When I first had my spiritual experiences, I truly believed I was schizophrenic. I was raised in a skeptical household by a doctor and a psychologist. The spiritual realm did not exist in my world. Seeing or hearing things, even very beautiful things, meant one was crazy. I spent long hours and years talking with people and grappling with whether I was schizophrenic.
It was a long bridge to cross to believing in the spiritual world, but at the same time it was quite easy. We are spiritual beings. It only requires unlearning the attitudes we may have been given as children. Mine were very deeply learned because of the way I was raised, but they were not impossible to move past. It happened over time and after lots of questioning. It happened when I accepted my own experiences.

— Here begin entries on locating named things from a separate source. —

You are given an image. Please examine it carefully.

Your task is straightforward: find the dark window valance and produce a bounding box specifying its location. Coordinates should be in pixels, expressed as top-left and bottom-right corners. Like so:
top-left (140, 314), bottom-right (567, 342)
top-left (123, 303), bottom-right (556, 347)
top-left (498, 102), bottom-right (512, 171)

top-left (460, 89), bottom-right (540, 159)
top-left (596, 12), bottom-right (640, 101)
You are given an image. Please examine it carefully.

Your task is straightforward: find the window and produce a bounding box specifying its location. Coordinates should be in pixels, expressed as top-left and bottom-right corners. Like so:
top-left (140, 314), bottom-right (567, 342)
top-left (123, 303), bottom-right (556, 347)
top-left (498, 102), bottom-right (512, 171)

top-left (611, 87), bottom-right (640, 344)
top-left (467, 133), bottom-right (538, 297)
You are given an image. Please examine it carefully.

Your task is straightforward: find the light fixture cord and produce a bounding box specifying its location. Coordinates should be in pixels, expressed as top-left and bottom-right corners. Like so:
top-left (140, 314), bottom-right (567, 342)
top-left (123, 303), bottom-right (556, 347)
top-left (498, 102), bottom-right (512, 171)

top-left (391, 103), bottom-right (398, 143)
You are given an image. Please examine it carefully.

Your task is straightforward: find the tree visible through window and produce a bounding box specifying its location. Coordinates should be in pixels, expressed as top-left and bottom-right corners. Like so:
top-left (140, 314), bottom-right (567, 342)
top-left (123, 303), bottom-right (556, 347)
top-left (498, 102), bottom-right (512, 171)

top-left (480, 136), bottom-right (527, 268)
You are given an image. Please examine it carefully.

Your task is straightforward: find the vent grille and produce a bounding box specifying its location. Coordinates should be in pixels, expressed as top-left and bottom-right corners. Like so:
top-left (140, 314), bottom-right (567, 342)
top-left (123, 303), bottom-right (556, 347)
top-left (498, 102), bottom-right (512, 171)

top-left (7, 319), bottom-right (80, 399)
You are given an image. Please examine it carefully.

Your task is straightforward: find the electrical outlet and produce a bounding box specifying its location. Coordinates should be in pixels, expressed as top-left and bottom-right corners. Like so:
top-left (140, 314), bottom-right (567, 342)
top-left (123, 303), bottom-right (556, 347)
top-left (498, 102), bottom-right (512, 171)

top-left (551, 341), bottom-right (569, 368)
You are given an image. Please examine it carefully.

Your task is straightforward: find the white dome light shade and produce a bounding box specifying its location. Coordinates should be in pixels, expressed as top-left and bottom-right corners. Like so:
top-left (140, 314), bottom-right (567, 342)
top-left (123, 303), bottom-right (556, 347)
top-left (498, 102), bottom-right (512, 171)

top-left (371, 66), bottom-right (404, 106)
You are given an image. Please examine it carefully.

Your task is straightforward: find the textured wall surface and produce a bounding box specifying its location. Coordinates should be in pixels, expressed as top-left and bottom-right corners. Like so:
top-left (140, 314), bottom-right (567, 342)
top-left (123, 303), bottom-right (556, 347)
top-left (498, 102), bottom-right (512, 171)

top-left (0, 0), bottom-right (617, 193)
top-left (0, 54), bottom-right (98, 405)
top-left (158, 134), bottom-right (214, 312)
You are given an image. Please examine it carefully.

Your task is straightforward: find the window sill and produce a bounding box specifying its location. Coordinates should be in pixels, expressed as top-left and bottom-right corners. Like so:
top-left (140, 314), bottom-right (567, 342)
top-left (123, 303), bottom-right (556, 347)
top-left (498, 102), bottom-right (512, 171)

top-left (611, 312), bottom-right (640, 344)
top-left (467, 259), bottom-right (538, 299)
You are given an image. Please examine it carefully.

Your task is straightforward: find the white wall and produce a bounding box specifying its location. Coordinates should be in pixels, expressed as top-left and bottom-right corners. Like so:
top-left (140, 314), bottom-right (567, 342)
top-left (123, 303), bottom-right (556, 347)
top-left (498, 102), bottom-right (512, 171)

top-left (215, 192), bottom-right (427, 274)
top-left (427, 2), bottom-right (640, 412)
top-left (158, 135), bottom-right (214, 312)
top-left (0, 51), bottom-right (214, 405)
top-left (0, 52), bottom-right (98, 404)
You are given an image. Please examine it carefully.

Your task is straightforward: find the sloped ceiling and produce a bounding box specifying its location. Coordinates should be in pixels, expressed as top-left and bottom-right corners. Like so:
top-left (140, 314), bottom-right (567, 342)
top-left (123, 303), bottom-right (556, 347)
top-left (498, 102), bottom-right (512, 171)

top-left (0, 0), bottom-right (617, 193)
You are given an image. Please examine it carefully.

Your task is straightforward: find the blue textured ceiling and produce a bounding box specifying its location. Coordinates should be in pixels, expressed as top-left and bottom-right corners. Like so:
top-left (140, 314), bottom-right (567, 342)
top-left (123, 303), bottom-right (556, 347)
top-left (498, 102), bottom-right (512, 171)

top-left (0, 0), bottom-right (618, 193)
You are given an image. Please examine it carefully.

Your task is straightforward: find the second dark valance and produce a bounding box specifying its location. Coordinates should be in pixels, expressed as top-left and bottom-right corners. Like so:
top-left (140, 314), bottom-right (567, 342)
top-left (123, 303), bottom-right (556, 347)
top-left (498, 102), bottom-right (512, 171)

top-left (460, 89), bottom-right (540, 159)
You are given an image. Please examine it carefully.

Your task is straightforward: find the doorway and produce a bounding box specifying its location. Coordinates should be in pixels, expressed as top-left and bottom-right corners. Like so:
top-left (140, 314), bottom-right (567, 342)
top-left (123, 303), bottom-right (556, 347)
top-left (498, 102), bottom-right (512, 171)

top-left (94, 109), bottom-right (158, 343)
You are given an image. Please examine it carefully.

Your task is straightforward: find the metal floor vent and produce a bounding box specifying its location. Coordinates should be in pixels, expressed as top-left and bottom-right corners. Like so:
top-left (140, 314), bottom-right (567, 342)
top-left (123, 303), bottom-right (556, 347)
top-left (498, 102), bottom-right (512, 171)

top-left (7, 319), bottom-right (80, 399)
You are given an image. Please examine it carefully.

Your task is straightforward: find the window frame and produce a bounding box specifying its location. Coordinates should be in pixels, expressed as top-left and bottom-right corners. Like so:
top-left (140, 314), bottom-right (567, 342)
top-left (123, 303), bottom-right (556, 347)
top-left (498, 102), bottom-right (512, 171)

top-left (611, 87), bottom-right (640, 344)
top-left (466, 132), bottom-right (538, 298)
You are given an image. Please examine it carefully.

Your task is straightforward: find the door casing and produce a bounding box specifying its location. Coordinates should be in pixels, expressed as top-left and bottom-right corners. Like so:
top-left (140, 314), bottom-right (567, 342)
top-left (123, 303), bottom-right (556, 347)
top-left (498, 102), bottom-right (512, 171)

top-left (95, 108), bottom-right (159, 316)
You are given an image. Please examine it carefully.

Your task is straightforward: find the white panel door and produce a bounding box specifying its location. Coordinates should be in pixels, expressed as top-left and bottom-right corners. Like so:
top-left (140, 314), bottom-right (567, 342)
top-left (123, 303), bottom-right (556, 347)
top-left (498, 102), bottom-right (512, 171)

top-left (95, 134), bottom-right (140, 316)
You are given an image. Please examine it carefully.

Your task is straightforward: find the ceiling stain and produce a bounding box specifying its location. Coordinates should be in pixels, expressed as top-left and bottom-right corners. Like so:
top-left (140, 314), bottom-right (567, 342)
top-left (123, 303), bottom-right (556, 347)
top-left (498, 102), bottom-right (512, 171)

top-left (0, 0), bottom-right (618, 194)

It helped to speak with people who were raised in different worlds that accepted a spiritual mindset, especially my stepfather, who came from a First People’s medicine tradition. For him, having an experience of God was a beautiful thing because it was the true nature of life. Listening to dreams was totally acceptable because dreams had meaning. Spirits and signs were all around us, communicating with us from the Great Spirit. His example and the example of others on the path were extremely helpful. In that way, I started to think of my connecting to a spiritual realm as a form of decolonizing myself and my mind.
What is the difference between schizophrenia and spirituality? One of my healers told me that people who are labeled “schizophrenic” have the door to the other side wide open and let anything in, be they positive or negative entities. People who are “spiritual” have developed practices around the other side to help them connect in a positive and helpful way. Many do so not for themselves, but in order to help others heal.
It’s ok to not be sure what to believe. It’s ok to work it out for yourself. It’s ok to question things you’ve been taught. It’s excellent to honor your own experiences.